The plant’s service life is calculated as 25 years, with a discount rate of 7%, a tax rate of 25%, a daily working time of the system of 22 h, a daily peak electricity time of 11 h, and a daily off-peak electricity time of 11 h. The air conditioning working time is calculated as 90 days per year, with 22 h of work each day.
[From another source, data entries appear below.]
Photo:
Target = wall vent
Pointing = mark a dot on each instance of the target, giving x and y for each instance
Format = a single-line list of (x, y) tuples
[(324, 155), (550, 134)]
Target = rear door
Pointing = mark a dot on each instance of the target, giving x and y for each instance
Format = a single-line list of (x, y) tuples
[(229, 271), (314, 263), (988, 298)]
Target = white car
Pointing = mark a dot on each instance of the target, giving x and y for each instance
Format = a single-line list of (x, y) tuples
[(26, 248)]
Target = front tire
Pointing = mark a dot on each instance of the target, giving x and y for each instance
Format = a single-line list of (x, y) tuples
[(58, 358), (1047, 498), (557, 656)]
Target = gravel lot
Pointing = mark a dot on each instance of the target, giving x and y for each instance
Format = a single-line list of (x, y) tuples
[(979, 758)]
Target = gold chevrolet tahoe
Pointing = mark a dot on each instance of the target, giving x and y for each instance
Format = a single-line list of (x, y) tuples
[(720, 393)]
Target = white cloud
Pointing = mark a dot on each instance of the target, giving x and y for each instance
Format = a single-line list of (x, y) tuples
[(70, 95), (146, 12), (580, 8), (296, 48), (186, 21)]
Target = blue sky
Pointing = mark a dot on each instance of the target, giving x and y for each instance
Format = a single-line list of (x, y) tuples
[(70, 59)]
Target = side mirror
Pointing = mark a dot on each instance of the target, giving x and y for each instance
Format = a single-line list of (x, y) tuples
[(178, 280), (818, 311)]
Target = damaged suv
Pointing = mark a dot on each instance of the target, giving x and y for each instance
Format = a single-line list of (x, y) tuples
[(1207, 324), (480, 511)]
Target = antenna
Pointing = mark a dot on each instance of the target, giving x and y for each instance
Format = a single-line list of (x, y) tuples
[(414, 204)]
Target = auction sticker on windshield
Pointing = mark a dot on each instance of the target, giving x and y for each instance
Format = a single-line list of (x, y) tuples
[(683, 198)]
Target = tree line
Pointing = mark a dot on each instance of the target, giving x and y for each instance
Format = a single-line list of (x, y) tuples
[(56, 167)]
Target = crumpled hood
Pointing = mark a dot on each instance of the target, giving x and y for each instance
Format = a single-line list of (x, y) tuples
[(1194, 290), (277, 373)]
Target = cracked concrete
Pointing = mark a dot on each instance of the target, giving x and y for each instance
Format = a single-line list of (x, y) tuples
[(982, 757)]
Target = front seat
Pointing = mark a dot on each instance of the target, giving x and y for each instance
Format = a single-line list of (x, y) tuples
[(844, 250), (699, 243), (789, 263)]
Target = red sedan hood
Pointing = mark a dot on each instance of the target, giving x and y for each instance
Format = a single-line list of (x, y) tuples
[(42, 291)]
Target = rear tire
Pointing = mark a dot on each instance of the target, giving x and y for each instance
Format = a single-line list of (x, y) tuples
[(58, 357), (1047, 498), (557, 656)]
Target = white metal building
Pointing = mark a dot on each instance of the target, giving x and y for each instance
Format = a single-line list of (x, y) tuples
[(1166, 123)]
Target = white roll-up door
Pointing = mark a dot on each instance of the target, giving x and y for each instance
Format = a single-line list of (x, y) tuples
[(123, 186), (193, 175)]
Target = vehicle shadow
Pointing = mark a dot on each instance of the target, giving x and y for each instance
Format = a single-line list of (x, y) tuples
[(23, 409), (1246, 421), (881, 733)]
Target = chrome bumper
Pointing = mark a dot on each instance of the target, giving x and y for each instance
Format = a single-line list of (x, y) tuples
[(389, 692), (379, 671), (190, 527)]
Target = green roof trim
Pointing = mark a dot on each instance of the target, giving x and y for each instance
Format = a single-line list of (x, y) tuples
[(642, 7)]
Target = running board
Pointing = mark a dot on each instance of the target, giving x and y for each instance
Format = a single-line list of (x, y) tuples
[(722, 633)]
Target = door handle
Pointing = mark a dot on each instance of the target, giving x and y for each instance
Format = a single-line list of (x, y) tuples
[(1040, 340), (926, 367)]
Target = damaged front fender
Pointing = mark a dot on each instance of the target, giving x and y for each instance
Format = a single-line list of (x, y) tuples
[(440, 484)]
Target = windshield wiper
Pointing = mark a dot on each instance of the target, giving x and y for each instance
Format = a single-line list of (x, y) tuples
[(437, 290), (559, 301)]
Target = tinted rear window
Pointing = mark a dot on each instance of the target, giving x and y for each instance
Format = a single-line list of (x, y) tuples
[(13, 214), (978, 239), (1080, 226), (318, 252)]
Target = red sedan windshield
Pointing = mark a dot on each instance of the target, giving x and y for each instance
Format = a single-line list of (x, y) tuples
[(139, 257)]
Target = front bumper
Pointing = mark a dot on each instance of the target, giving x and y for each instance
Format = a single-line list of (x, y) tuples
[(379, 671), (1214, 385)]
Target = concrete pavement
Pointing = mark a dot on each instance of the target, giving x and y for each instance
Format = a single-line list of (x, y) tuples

As shown in Figure 6, when conducting an economic analysis of this project using the net present value method, the net present value is calculated to be CNY 566,413,500, and the project can recover its initial investment cost within 2.53 years. The annual operating cost of the project is CNY 149,952,000, of which the electricity consumption cost is CNY 102,896,000 and the maintenance cost is CNY 47,056,000. The total revenue of the project is CNY 770,592,000, which includes two parts: one is the CNY 686,710,000 obtained from selling electricity during peak electricity periods, and the other is the CNY 83,883,000 saved from air conditioning electricity costs.

5. Conclusions

This research presents a new LAES system, aiming to tackle the issues of low efficiency and limited practical value in existing LAES systems, and the inability of LNG cold energy power generation to balance power supply and demand. The system stores the cold energy released during LNG gasification in low-price electricity periods and releases it during high-price periods, also cascading the use of LNG cold energy to boost system performance.

(1)

By replacing the electricity-driven cryogenic cooling process with LNG cold energy, the system attains a cycling efficiency of 105.83%, versus the 50% to 70% efficiency of traditional LAES systems.

(2)

Simulations show that the system has an overall exergy efficiency of 55.89%, a 6.18% increase from conventional LAES systems. The cascading design uses the LNG’s cryogenic zone (−162 °C to −80 °C) for LAES, its mid-temperature zone (−80 °C to −45 °C) to drive an ORC power generation system, and its high-temperature zone (−45 °C to 1 °C) for air conditioning cooling. This design effectively reduces exergy losses due to temperature differences in heat transfer. Although heat exchanger groups have the largest proportion of exergy losses at 47%, the compression group’s exergy efficiency stays above 80%.

(3)

Based on the peak–valley electricity prices in the Tangshan area, the system generates an annual revenue of CNY 77.06 million, with a net present value (NPV) of CNY 566.41 million and a capital payback period of just 2.53 years. During the energy-release phase, power generation revenues are CNY 68.67 million per year, and energy-saving revenues from cold energy air conditioning reach CNY 8.39 million per year. Annual operating costs are CNY 14.99 million (including CNY 4.71 million for maintenance). The economic model confirms the system’s commercialization potential in areas with high peak-shaving demand.

(4)

The system uses the thermal discharge from the power plant during the LNG gasification process. This not only cuts down the cooling steps for the power plant but also offers a heat source for LNG cold energy recovery, avoiding ocean thermal pollution. This improves both economic and environmental performance.